Wednesday, Sept. 28 -
The Zeta Alpha chapter of Alpha Phi Alpha hosted their second Black Man’s Think Tank of the year Wednesday, Sept. 28.
The topic, a look at the correlations of race and the death penalty, was one that has risen in notoriety due to the recent execution of Troy Davis. In fact, Davis’s execution was used as the lightning rod to spark further discussion on the issue at the event.
The night began with a timeline of the known facts of the Troy Davis case and a presentation from Paul Litton and David Mitchell from the School of Law on the legal procedures of the case. After the presentations, the floor was opened up to those in attendance to ask questions and further discuss the facts and statistics of the case. That initial info, in sophomore Jordan Williams’ opinion, was instrumental in providing for balanced responses.
“I didn’t expect it to be as productive as it was but it was because of the professors,” Williams said. “I think getting a perspective from the professionals provided more depth to the event.”
From the onset, senior Jamal Andress made it known that he intended everything that was deliberated on to be rooted in fact. It was something sophomore Chris Blackwell appreciated and claimed isn’t always a staple in forums like these.
“Usually when an event like that happens here everything is opinion-based,” Blackwell said.
Mitchell and Litton’s presence produced questions that might not have been asked without their knowledge of the inner workings of the legal system. For instance, the fact that Davis was considered guilty until proven innocent came as a news flash to a majority of the students.
“Before I heard the professor’s perspective, I definitely questioned the reasonable doubt factor,” Williams said.
The professors also explained how Georgia’s Supreme Court policy on recanted testimonies played a role. The information ran the gamut from the aggravating factors of a cop being killed to the disproportionate rate of pushing for the death penalty based on the victim’s race.
“It really opened hopefully more than just my eyes on how the law works,” Blackwell said.
But the night wasn’t limited to just charts and graphs.
“What ultimately made it effective was that we didn’t just leave the issues on the table,” Williams said.
After the opportunity to bounce around ideas and opinions passed, Andress steered the conversation towards possible solutions.
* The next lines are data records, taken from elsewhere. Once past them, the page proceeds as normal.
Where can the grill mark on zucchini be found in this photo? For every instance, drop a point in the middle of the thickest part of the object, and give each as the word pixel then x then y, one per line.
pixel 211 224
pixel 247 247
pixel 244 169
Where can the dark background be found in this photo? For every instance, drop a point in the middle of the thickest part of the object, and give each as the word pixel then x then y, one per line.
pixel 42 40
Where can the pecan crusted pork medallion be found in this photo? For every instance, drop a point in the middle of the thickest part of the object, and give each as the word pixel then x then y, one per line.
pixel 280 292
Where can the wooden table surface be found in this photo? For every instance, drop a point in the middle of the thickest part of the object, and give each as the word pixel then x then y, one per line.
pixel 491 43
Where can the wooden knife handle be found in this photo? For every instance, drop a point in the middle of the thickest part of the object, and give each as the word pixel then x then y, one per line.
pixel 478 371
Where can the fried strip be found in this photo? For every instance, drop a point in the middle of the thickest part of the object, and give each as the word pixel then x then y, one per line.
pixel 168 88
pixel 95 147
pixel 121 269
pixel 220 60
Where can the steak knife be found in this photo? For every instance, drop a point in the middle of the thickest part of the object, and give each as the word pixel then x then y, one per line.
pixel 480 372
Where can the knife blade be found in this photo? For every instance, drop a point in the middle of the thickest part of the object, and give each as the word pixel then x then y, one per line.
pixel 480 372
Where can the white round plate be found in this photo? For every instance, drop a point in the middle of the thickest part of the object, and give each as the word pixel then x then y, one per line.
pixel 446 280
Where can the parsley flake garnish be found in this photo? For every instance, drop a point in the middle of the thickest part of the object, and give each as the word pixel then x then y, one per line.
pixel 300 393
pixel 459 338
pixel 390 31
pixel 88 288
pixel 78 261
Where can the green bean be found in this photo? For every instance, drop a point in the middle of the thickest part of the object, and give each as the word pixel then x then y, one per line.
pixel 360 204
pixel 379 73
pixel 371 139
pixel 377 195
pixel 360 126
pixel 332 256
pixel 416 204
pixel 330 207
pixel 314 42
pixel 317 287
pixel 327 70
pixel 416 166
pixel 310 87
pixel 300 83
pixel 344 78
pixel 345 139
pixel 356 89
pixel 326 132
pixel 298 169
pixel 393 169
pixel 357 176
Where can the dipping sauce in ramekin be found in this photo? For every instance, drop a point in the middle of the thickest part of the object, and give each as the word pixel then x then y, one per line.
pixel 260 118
Representatives of the NAACP and the Legion of Black Collegians were present in case anyone wanted to get involved. But the first solution, and the one reiterated, was simply to stay educated and informed.
“I feel like I’ll get more educated and pass the information down to the next generation,” Blackwell said.
Making sure the flow of knowledge doesn’t become stagnant was another point of emphasis Andress focused on. The importance of making sure this tank of ideas boils over and flows into the community was expressed. But for now, it seems as if the Think Tank served it’s purpose in providing an informative forum.